Fine to say “not Deir Yassin”, but Deir Yassin is a minor incident in the context of ethnic strife around the world. Who should have been their “role models” for the way they fought for their individual and national survival?
| 3 June 2009, 11:20 am |
Cablamat
I think its an academic’s way of saying “spin”!
| 3 June 2009, 3:34 pm |
If they wanted to, the Arab states could end the conflict in a heart-beat by a variety of means, from signing peace agreements with Israel to bribing Israelis – all of them – with much $$$ – to emigrate.

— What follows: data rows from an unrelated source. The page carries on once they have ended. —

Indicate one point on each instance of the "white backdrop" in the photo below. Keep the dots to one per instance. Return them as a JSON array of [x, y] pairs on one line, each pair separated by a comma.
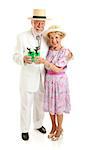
[[81, 20]]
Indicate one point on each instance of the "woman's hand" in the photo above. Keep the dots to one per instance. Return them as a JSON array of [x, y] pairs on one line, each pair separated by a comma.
[[39, 60], [70, 55]]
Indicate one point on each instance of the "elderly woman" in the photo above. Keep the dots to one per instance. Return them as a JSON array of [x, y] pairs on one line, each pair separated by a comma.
[[57, 99]]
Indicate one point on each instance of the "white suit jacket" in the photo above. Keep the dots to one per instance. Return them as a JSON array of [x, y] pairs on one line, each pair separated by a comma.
[[30, 73]]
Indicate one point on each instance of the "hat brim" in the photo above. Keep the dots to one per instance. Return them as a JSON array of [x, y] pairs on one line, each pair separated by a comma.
[[31, 18], [53, 30]]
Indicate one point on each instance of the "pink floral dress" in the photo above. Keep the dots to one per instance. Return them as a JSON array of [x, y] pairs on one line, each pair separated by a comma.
[[57, 99]]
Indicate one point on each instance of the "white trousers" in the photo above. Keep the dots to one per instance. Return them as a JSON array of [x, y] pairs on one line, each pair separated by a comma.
[[27, 100]]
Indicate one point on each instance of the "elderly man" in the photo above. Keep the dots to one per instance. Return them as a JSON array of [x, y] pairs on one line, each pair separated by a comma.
[[32, 73]]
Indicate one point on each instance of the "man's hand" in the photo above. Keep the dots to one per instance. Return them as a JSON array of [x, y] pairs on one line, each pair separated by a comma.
[[27, 59]]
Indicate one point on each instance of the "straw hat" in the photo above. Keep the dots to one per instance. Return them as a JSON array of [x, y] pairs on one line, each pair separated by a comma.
[[54, 28], [39, 14]]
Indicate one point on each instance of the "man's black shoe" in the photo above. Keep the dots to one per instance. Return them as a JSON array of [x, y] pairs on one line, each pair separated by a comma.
[[42, 130], [25, 136]]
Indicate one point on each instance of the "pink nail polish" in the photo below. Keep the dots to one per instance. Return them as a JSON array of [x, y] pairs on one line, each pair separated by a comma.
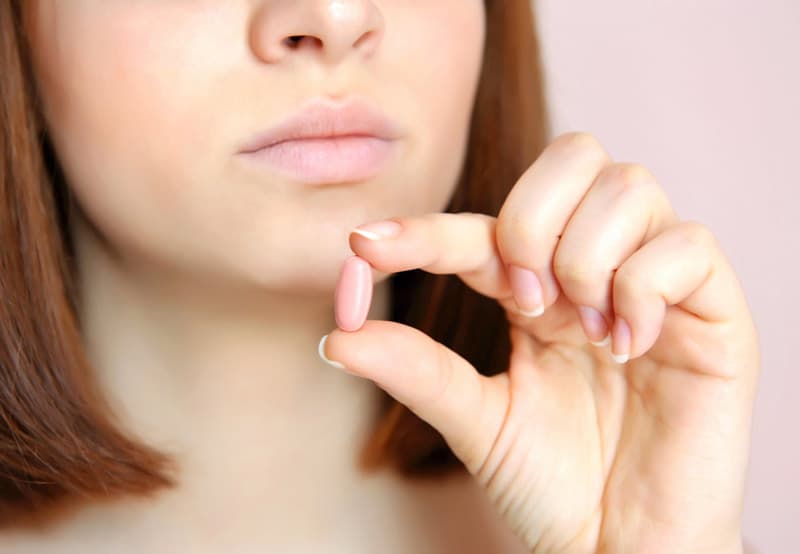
[[353, 294]]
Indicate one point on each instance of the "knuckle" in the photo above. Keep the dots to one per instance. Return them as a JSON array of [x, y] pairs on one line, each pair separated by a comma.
[[697, 233], [580, 141], [626, 177], [628, 281], [520, 228], [575, 272]]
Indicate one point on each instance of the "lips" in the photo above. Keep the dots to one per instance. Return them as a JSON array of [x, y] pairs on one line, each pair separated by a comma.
[[327, 142]]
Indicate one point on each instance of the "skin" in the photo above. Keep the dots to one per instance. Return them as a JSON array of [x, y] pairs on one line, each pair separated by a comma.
[[207, 284], [207, 287], [581, 452]]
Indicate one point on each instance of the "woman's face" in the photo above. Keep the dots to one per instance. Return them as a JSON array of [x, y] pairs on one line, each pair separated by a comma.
[[148, 103]]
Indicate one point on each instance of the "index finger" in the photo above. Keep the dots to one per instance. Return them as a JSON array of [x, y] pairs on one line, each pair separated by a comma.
[[442, 243]]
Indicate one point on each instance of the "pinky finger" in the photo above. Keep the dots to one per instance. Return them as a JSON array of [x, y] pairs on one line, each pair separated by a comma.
[[683, 266]]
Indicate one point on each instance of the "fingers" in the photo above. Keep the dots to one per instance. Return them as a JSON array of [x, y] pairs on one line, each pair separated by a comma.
[[683, 266], [624, 208], [535, 213], [437, 384], [442, 243]]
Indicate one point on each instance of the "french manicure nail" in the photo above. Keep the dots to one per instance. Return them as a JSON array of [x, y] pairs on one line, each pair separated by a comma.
[[321, 350], [527, 291], [378, 230], [594, 325], [621, 348]]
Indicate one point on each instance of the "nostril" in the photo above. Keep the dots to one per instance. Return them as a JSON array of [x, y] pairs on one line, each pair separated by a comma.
[[293, 40]]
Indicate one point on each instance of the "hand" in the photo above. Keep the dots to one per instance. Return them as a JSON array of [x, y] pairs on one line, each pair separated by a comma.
[[582, 451]]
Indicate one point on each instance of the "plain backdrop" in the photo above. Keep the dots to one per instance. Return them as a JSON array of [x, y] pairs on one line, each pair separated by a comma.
[[706, 94]]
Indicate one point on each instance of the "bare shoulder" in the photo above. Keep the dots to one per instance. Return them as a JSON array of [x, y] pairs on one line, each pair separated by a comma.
[[456, 515]]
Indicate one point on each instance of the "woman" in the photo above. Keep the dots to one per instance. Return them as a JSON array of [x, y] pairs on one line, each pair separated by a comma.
[[552, 360]]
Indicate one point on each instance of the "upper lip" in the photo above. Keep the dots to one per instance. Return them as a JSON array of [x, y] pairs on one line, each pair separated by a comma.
[[326, 119]]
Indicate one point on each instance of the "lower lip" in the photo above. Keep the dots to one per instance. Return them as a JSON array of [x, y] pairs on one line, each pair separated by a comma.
[[327, 160]]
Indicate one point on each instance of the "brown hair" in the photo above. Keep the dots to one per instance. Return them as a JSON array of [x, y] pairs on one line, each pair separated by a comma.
[[59, 440]]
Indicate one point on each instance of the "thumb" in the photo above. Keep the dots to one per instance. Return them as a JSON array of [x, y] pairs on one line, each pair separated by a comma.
[[434, 382]]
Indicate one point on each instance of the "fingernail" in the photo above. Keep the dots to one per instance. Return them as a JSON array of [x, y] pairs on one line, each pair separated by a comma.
[[378, 230], [621, 348], [321, 350], [527, 291], [594, 325]]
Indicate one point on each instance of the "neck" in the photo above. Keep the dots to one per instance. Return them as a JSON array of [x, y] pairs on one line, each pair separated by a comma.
[[227, 379]]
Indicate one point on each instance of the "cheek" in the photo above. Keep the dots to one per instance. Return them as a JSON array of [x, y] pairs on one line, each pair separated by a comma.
[[124, 119], [444, 70]]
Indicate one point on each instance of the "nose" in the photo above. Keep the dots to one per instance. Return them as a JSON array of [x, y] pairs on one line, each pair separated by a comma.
[[329, 29]]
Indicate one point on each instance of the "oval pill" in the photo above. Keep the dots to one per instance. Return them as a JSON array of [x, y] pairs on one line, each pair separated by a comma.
[[353, 294]]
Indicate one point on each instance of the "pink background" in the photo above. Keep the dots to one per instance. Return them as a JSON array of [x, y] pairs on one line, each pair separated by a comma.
[[706, 94]]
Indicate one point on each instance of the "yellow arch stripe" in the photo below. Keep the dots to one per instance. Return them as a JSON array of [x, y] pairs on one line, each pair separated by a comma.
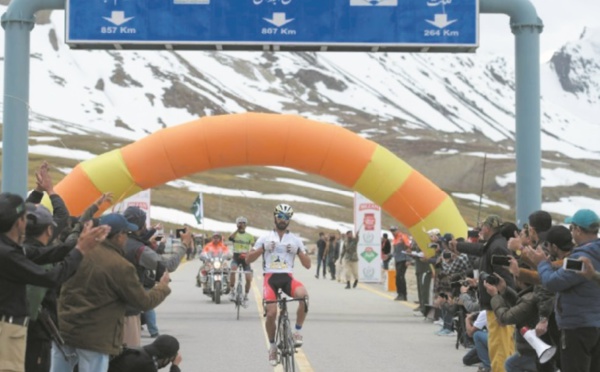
[[446, 218], [108, 172], [388, 170]]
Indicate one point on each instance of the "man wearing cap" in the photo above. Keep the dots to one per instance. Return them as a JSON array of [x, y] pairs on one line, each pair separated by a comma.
[[149, 266], [150, 358], [577, 299], [39, 231], [500, 338], [211, 249], [19, 267], [242, 243], [400, 244], [92, 303]]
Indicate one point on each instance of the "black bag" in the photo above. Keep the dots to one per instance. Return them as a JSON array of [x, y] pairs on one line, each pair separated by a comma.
[[132, 360]]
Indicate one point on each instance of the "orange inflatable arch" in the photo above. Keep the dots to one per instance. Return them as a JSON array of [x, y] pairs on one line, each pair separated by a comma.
[[268, 139]]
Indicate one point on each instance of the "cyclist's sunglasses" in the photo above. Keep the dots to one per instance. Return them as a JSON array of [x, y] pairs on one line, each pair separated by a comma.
[[282, 216]]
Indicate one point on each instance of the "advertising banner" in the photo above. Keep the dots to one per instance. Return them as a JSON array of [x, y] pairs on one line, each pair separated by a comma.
[[367, 221], [141, 200]]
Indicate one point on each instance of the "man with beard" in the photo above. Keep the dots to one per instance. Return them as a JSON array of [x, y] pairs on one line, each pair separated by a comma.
[[279, 249]]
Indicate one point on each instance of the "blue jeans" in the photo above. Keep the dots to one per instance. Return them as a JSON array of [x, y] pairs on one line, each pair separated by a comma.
[[480, 339], [320, 261], [447, 316], [520, 363], [150, 317], [89, 361]]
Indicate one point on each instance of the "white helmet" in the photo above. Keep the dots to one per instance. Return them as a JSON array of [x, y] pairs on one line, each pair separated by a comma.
[[284, 209]]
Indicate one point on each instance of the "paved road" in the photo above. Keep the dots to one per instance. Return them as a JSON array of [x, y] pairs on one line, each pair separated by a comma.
[[360, 329]]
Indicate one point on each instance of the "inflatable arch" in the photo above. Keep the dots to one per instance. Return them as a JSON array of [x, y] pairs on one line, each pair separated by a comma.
[[268, 139]]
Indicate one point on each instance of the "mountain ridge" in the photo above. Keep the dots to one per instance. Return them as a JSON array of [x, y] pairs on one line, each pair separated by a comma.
[[433, 111]]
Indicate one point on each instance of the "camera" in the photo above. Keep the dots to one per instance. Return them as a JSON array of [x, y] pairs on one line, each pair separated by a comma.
[[572, 264], [458, 284], [489, 278], [501, 260]]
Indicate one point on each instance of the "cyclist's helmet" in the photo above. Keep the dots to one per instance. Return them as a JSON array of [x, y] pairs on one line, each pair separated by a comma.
[[284, 209]]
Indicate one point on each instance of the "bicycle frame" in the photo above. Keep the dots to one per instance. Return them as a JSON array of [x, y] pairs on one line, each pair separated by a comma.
[[239, 289], [283, 335]]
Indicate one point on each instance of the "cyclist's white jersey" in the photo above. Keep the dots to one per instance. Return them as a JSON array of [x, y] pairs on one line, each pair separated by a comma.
[[279, 260]]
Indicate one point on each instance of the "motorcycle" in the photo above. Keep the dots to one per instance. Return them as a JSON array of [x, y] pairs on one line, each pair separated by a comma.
[[215, 276]]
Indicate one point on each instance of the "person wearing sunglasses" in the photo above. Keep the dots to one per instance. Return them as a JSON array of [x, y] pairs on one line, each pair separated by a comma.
[[577, 299], [279, 249]]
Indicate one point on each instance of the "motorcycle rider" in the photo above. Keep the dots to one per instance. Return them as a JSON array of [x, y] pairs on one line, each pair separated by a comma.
[[211, 249], [242, 242]]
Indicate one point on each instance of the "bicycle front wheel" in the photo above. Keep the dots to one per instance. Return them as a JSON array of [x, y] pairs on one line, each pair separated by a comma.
[[288, 350], [239, 298]]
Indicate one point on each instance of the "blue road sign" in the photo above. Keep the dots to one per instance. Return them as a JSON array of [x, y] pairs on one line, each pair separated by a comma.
[[372, 25]]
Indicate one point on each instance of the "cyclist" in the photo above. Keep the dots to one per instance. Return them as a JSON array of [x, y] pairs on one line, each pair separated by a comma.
[[279, 249], [242, 242]]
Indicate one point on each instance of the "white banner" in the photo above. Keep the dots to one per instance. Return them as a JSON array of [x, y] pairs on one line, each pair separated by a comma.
[[141, 200], [367, 220], [373, 2]]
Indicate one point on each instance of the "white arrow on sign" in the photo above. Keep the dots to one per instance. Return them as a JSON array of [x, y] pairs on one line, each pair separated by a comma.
[[117, 18], [278, 19], [441, 21]]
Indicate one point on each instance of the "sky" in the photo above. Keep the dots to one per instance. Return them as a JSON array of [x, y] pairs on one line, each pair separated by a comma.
[[560, 26], [495, 37]]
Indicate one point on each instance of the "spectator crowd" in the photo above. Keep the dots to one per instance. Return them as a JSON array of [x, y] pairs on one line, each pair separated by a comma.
[[72, 289], [64, 278]]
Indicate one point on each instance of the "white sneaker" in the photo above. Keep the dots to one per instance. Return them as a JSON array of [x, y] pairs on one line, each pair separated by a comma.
[[273, 356], [297, 339]]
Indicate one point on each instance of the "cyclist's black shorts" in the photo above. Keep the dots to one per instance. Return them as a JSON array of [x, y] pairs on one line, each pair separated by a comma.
[[236, 261]]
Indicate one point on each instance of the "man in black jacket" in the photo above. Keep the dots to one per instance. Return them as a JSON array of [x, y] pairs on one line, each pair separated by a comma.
[[499, 337], [150, 266], [19, 267]]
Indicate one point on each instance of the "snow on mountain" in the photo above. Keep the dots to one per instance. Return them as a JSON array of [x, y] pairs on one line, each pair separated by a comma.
[[133, 93]]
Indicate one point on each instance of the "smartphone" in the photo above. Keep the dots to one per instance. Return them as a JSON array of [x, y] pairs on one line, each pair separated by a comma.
[[501, 260], [572, 264]]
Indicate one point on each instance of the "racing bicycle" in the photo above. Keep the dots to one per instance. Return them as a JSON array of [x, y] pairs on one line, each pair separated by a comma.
[[284, 338]]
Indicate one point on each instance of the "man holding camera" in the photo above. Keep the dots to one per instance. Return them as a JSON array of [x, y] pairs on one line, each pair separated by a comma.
[[499, 337], [150, 267], [577, 299]]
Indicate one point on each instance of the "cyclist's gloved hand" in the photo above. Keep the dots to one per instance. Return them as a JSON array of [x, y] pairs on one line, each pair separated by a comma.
[[292, 249]]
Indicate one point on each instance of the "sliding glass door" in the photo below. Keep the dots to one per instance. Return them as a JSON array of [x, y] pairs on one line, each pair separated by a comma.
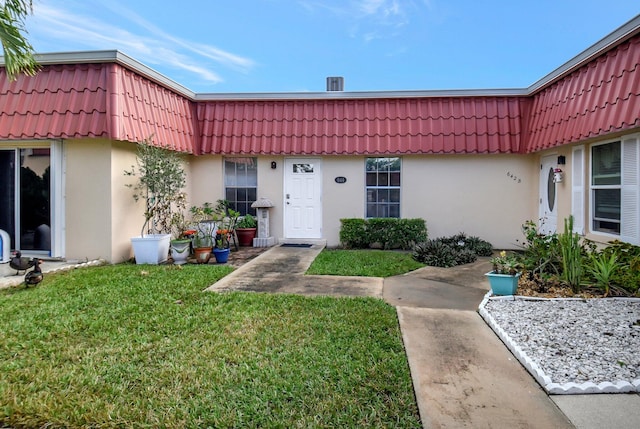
[[25, 198]]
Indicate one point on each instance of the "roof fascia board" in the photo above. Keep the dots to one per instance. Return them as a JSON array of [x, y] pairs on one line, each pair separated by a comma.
[[332, 95], [626, 31], [114, 56]]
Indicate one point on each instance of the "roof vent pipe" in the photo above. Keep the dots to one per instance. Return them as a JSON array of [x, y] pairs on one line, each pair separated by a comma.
[[335, 83]]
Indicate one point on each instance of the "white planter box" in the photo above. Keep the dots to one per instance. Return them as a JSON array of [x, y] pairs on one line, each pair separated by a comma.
[[151, 249]]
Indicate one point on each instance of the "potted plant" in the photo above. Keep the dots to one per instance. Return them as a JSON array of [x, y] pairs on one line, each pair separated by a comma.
[[203, 217], [160, 179], [505, 274], [246, 230], [181, 243], [221, 250]]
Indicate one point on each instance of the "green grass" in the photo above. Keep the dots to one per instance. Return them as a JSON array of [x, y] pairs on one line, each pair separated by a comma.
[[131, 346], [368, 263]]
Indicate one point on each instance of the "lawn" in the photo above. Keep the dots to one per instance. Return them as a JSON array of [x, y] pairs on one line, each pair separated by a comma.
[[143, 346], [371, 263]]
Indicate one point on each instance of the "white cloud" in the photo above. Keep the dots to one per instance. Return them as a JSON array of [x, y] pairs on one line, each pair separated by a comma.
[[367, 19], [145, 41]]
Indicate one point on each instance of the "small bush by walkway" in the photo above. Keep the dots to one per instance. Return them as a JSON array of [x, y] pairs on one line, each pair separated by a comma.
[[368, 263]]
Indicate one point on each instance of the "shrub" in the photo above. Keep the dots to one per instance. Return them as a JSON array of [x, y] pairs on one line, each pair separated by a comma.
[[627, 276], [541, 251], [451, 251], [388, 233], [435, 253], [603, 268], [353, 233], [571, 253]]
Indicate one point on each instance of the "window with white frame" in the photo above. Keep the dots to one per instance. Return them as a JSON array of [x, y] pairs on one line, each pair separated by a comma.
[[241, 183], [606, 184], [615, 189], [383, 187]]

However they haven’t and they won’t for the simple reason it’s in Arab and Muslim states’ interests to perpetuate the conflict whilst looking ‘helpful’ trying to solve it. As long as there’s a major foreign enemy, internal reform can be put off indefinitely.
| 3 June 2009, 6:47 pm |
George,
thank you for your lucid expanation.
I suspect the original lost quite a bit in translation.
| 3 June 2009, 7:45 pm |
Too true, Greg, too true.


Completely agree – this sort of introspection and critical self-examination is absolutely vital for all parties involved in the conflict if they seriously want to move towards peace and a just resolution. All parties need to consider that their respective long-term strategies and policies have not succeeded to date and that some major shifts need to occur in these.